Youssef Souidi, chercheur et sociologue* a publié plusieurs articles sur le niveau de mixité ou de ségrégation dans les collèges publics et privés sous contrat. Une question en étroite relation selon lui avec les deux notions d’éducation et de démocratie.

Dans ces situations de ségrégation, comment peut-on promouvoir les valeurs de la République ?

Peut-on faire le lien entre mixité, cohésion sociale et notre modèle démocratique ?

Youssef Souidi : C'est bien de faire ce lien. Quand on parle de mixité sociale en milieu scolaire, on va souvent réfléchir en termes d'inégalités scolaires. Or les résultats au brevet ne sont pas le seul juge de paix des bienfaits des politiques de mixité sociale. Des études ont montré que le fait d'avoir de la mixité au collège, au lycée, en primaire, permettait de réduire notamment les préjugés. Au-delà de ça, on peut penser qu'être mieux intégré économiquement, socialement, c'est également avoir une meilleure cohésion sociale.

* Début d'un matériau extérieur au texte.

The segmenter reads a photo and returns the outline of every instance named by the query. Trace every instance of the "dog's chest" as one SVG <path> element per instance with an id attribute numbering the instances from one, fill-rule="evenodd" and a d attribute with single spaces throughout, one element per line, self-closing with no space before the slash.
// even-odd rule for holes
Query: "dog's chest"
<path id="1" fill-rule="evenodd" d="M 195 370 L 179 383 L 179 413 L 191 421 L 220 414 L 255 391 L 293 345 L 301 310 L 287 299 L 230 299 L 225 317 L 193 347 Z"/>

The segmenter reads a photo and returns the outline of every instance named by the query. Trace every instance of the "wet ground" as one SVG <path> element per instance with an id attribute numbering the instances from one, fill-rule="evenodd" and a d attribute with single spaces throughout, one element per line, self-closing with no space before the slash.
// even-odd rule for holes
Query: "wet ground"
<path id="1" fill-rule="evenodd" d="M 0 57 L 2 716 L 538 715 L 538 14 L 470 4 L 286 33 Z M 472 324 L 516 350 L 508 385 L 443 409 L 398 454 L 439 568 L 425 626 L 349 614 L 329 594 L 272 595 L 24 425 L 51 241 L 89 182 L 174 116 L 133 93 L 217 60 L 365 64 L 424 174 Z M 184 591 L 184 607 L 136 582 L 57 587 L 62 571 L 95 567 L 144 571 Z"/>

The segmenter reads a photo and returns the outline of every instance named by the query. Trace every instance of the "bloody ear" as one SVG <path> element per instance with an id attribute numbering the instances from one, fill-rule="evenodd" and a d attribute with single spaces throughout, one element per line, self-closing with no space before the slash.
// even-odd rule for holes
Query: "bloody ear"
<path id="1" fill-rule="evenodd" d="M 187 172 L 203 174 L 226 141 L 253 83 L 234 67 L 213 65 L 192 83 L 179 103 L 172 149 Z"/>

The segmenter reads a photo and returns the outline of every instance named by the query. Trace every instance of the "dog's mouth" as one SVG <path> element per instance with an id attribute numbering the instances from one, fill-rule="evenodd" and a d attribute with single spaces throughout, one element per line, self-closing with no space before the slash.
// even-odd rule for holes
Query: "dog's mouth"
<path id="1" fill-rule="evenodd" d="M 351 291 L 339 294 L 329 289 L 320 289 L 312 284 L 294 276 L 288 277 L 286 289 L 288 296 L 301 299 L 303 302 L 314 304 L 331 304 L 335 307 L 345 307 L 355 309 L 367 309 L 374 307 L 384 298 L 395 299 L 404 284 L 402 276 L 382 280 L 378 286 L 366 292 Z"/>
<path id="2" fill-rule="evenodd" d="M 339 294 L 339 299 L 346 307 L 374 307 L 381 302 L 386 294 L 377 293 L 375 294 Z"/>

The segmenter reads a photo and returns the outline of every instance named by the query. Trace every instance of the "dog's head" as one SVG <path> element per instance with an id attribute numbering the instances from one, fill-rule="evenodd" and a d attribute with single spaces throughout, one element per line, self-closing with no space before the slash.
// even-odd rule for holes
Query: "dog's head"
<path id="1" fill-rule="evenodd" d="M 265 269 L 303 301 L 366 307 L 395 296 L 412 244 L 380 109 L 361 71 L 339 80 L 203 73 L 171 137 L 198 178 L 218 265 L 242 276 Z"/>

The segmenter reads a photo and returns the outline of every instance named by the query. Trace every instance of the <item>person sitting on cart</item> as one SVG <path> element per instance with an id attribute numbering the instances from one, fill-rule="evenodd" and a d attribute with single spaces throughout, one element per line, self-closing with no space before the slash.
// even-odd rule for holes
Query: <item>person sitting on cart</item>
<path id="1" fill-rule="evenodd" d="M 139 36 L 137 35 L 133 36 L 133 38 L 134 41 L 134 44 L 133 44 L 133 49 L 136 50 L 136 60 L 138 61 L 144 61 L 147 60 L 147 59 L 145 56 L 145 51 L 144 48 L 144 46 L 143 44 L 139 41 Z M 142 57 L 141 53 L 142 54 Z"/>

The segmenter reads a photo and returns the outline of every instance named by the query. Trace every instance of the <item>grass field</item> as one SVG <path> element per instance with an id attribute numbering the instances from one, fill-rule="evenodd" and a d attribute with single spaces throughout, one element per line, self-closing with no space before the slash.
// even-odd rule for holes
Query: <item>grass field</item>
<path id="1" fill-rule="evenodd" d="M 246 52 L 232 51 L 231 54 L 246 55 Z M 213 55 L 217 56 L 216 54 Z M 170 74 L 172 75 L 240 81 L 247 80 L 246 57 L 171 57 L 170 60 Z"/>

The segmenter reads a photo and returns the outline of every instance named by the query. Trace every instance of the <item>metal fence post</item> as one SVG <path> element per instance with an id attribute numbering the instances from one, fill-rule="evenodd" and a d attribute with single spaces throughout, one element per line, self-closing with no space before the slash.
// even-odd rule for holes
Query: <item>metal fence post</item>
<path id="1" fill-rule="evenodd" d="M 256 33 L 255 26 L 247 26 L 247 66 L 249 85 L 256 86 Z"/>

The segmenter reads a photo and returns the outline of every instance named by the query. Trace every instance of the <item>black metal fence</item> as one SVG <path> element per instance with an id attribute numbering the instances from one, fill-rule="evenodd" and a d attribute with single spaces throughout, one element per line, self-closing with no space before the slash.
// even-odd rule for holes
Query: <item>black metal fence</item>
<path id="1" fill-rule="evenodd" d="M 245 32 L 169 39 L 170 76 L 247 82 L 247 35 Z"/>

Les collèges privés sous contrat forment un groupe presque totalement séparé au niveau socioculturel de ceux en éducation prioritaire. Un niveau de ségrégation aussi élevé dans notre pays pose-t-il des problèmes ?

Y.S. : Là où ça pose particulièrement problème, c'est quand vous avez des collèges proches géographiquement et en fait, très différents socialement. En France, on a à peu près 90 000 élèves qui sont scolarisés dans un collège très défavorisé socialement, situé à moins de quinze minutes à pied d'un collège favorisé socialement. Sur le fronton des écoles est inscrit « liberté, égalité, fraternité », mais dans ces configurations, il est très clair que cette égalité n'est pas assurée.

Y.S. : Si on veut se contenter de cette situation de ségrégation, on peut accorder beaucoup plus de moyens à ces établissements défavorisés. Mais est-ce souhaitable ? On peut effectivement penser que cela menace la cohésion sociale et que ça rend les principes républicains qui sont appris par les élèves totalement abstraits. Cette question dans le débat public est de plus en plus prégnante. C'est à mettre en parallèle avec le fait que l'écart social de recrutement entre les établissements privés et les publics s'est accentué au cours des dernières décennies. Cela pose la question du séparatisme social qui peut menacer la cohésion sociale de la nation. En janvier 2015, juste après les attentats de Charlie Hebdo, le Premier ministre de l'époque, Manuel Valls, parlait d'apartheid social et territorial. C'est cette question notamment qui revient quand on parle de la ségrégation sociale dans les collèges.